Measuring progress in this area is difficult, particularly given that the application of laws related to non-heterosexuality in the UK varied at different times, in different places, and under different circumstances. For example, the Sexual Offences Act 1967 was denoted as progressive, given it “permitted homosexual acts between two consenting adults over the age of twenty-one”. However, it was initially only applicable in England and Wales, and was not applied in Scotland until 1980, nor in Northern Ireland until 1982.
Simultaneously, the Act was inapplicable to the British Armed Forces, in part due to legislation from the 1950s which made “any disgraceful conduct of a cruel, indecent and unnatural kind” or any which was “prejudice of good order …discipline” an offence. According to the LGBT Veterans Independent Review webpage, “Prior to 2000 homosexual acts were regarded under the policy of Her Majesty’s Armed Forces as falling within both of those descriptions.” From 1967 to 2000, the ban on LGBT personnel was in place instead.
In the 1990s, following the discharge of personnel suspected of violating the ban, the European Commission of Human Rights was called upon by some of these individuals to investigate their cases. The European Court of Human Rights decision that the ban constituted a human rights violation conflicted with the Armed Forces’ position that the ban served to boost unit morale and operational effectiveness, but the Court’s decision would have significant repercussions for the removal of the ban on 12 January 2000.
Although it has been over two decades since the ban was lifted, the consequences of it are wide-ranging and present many challenges to veterans today who spent their working lives in fear of being ‘outed,’ lost their service careers, faced financial precarity, had medals revoked, and who suffer from the emotional and psychological torment that this period inflicted upon them.
Research conducted by Northumbria University in collaboration with the LGBTQ+ veterans organisation Fighting with Pride illuminates some of these trends. The recently launched report, Lost and Found, has revealed that the ban caused “ongoing poverty; homelessness; poor mental and physical health.
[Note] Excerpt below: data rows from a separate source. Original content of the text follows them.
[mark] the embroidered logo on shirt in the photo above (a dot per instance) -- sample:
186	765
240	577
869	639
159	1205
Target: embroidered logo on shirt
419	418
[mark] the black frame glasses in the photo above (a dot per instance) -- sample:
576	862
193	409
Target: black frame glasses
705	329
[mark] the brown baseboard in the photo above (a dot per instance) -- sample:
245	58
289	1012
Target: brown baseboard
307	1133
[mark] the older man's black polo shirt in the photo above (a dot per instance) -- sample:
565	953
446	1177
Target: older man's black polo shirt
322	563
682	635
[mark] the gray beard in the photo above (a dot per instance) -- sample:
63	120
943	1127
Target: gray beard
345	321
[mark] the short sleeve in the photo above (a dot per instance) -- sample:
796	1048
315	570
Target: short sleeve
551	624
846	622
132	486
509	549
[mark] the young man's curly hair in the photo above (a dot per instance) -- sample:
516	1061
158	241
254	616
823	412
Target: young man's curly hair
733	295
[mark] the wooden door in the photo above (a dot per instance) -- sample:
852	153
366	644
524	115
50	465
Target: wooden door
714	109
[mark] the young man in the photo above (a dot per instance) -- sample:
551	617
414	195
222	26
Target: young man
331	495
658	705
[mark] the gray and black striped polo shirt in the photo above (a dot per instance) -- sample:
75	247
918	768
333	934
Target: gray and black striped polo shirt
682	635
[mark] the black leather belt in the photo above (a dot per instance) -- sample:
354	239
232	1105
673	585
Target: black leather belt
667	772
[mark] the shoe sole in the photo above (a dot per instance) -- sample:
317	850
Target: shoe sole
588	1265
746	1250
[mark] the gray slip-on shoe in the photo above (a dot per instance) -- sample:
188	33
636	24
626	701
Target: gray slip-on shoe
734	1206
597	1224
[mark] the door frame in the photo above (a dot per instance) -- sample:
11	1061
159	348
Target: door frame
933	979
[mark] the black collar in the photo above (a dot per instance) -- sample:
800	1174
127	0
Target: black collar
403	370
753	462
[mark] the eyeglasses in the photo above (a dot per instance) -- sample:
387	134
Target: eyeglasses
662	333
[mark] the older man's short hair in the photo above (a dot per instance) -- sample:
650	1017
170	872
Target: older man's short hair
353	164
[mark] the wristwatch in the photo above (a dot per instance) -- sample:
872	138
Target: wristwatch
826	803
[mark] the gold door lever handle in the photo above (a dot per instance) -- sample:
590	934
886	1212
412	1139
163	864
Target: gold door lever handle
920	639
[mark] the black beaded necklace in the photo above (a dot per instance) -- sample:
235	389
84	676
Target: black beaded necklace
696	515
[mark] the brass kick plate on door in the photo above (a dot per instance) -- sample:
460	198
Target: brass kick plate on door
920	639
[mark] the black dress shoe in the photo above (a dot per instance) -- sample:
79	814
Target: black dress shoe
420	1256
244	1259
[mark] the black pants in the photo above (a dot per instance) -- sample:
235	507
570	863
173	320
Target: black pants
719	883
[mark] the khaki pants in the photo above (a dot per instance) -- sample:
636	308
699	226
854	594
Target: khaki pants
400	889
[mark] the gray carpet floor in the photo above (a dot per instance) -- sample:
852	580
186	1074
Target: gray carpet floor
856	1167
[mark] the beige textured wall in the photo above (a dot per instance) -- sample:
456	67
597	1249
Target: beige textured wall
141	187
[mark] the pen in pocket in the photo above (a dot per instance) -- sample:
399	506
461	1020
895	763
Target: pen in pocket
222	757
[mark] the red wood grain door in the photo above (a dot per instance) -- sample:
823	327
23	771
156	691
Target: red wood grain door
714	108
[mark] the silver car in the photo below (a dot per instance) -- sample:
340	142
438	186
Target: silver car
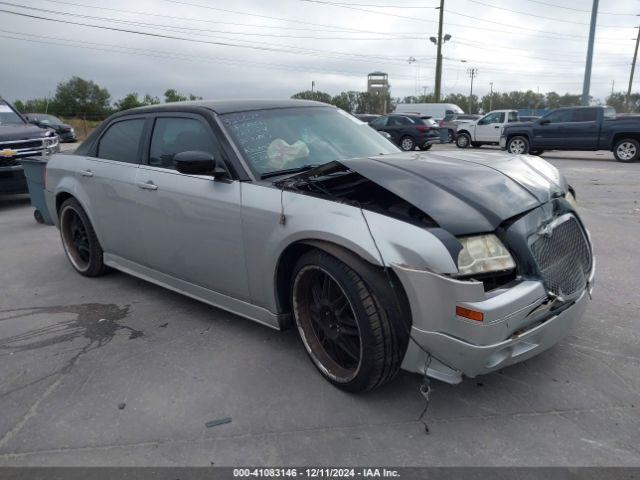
296	213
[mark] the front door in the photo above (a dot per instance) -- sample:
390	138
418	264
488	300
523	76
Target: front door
107	184
191	224
488	128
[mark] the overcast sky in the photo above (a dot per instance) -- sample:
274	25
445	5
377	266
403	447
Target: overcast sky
274	48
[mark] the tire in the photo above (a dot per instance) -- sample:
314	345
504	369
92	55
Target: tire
37	214
79	239
463	140
518	145
354	333
627	150
407	144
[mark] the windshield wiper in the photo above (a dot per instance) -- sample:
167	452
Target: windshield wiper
287	171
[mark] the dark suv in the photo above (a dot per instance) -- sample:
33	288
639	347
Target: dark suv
408	131
19	139
65	132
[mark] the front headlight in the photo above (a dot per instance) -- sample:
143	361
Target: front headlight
483	254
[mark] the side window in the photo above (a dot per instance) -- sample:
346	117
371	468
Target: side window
121	141
559	116
380	122
174	135
585	115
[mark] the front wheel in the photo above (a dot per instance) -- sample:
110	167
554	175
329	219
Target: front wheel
518	146
463	140
79	239
407	144
627	150
351	331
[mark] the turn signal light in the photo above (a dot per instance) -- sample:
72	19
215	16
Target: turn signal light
470	314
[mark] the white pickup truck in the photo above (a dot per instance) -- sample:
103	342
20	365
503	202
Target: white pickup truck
486	130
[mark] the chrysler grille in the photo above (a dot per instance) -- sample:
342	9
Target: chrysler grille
563	257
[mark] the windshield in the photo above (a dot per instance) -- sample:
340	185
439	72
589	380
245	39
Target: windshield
291	138
8	116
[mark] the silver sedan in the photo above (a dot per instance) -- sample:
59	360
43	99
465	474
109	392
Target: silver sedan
296	213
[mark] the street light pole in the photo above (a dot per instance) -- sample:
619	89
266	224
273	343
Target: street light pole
633	67
491	97
439	55
472	72
587	70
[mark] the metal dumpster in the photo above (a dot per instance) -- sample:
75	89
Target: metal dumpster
34	171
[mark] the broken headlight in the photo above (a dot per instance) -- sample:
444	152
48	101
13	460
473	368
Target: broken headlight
483	254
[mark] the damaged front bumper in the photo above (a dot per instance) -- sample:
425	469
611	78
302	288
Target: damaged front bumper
519	322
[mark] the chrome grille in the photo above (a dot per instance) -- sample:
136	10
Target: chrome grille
563	256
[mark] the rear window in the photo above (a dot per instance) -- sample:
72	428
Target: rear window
8	116
121	141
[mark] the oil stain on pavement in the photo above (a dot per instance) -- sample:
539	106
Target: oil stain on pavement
95	322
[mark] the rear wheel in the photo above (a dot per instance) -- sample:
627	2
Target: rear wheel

An underlying sense of stigma and shame has contributed to loneliness and isolation” and had substantial negative implications for people’s finances, social lives, and their livelihoods more broadly.
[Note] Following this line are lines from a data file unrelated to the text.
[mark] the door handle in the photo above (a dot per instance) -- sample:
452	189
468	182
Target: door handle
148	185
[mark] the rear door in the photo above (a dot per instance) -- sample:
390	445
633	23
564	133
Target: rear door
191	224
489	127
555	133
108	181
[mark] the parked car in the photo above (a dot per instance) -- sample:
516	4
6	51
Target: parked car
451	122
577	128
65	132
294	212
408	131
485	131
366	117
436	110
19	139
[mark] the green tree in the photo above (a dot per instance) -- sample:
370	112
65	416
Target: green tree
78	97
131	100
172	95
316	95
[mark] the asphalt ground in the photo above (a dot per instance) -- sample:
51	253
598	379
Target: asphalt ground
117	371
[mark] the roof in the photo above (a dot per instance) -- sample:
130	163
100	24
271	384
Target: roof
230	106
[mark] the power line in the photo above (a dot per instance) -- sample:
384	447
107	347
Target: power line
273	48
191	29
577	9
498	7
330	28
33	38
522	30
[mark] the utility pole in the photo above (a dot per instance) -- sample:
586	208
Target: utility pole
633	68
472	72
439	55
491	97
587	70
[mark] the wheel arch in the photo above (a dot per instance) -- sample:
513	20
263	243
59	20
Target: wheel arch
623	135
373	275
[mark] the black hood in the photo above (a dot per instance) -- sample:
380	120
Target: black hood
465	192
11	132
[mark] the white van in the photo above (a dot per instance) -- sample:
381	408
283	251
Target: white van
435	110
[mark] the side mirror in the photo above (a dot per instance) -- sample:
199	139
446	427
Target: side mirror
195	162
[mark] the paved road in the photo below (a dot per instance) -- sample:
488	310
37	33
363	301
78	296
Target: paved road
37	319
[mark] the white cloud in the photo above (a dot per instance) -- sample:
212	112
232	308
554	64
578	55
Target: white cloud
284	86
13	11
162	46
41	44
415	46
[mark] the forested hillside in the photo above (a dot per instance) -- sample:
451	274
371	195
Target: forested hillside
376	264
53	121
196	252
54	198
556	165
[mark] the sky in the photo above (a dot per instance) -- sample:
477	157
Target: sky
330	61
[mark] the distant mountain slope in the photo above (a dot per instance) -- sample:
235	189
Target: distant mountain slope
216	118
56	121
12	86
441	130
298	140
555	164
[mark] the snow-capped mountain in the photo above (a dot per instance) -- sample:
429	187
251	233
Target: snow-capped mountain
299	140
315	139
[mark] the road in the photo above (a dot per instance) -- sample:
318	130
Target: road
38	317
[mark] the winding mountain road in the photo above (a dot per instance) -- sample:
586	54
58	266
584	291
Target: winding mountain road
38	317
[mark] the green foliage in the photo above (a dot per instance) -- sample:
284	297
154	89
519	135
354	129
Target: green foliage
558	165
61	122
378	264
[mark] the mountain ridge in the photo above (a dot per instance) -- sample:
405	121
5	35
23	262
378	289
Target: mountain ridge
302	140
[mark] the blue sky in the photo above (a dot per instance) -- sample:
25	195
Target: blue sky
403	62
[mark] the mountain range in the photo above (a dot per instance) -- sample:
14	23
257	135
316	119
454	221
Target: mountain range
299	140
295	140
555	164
Former Prime Minister Boris Johnson formally acknowledged this “historical wrong” in 2021 and introduced a scheme where personnel who had had their medals revoked as a result of the ban could apply for them to be returned. In this context, one might argue that progress has been made.
But when we talk about progress, what do we mean? Something might be an “historical wrong,” but the consequences have carried on for decades, and continue to impact the lives of veterans today. The Ministry of Defence and the government’s recognition of these failings is an important and long overdue first step, but much of the advocating for those who faced discrimination and dismissal is coming from external groups and research conducted in these areas.
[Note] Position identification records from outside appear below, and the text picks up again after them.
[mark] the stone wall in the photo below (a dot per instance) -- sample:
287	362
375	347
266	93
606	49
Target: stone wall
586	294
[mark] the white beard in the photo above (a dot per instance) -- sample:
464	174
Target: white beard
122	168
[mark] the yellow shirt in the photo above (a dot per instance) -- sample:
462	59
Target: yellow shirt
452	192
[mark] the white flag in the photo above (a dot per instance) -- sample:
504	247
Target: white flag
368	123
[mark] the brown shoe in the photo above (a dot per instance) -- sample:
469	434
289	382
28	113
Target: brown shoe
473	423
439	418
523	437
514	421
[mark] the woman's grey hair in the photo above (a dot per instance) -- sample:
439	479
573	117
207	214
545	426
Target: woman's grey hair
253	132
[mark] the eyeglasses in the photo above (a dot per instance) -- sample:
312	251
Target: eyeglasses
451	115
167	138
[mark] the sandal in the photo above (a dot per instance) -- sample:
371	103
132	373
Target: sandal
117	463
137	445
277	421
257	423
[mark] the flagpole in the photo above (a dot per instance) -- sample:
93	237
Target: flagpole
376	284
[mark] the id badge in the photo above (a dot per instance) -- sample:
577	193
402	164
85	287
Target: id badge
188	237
It is difficult to research the experiences of diverse personnel without coming across Fighting with Pride, a charity which has gained huge prominence since its launch in 2020. Advocating for the well-being of and support for LGBT veterans, the organisation’s academic partnerships (with Northumbria, for example) and media presence have helped it to contribute to widespread impact and awareness of these issues in a variety of spheres.
The ability to connect academic research and policy recommendations in such a public-facing, accessible way, and in such a relatively short period of time attests to the need for greater research on LGBT service, and the imperative to translate this research into practice which supports service members, past, present, and future.
The goals of the LGBT Veterans Independent Review are of great importance. According to the webpage for the Review, “The Government accepts that this historic policy was wrong and has committed to work to understand, acknowledge and where appropriate address the effect it has had on veterans, in particular in relation to members of the LGBT community.” This includes a focus on veterans’ service programmes, recognition of service experiences, and understanding in greater detail how the ban impacted and continues to impact the lives of personnel.
Although the Call for Evidence concluded in December 2022, and it was predicted that the findings would be published in June 2023, the Review was repeatedly delayed. During Prime Minister’s Questions on 19 July 2023, however, Rishi Sunak delivered the long-awaited acknowledgement that that ban was “an appalling failure of the British State, decades behind the law of this land” and formally apologised to personnel. Now that the Review is available to the public, the findings will surely provide fascinating and troubling insights into the experiences of personnel during and following this period, and importantly, could help defence as a sector to work towards a more integrative and inclusive future.
As per the language used in the production and publication of the Review, the acronym ‘LGBT’ is used in place of ‘LGBTQ+’. The language in certain places reflects that which was used in legislation of the period.
By Tara Zammit, PhD Candidate in the Department of War Studies at King’s College London.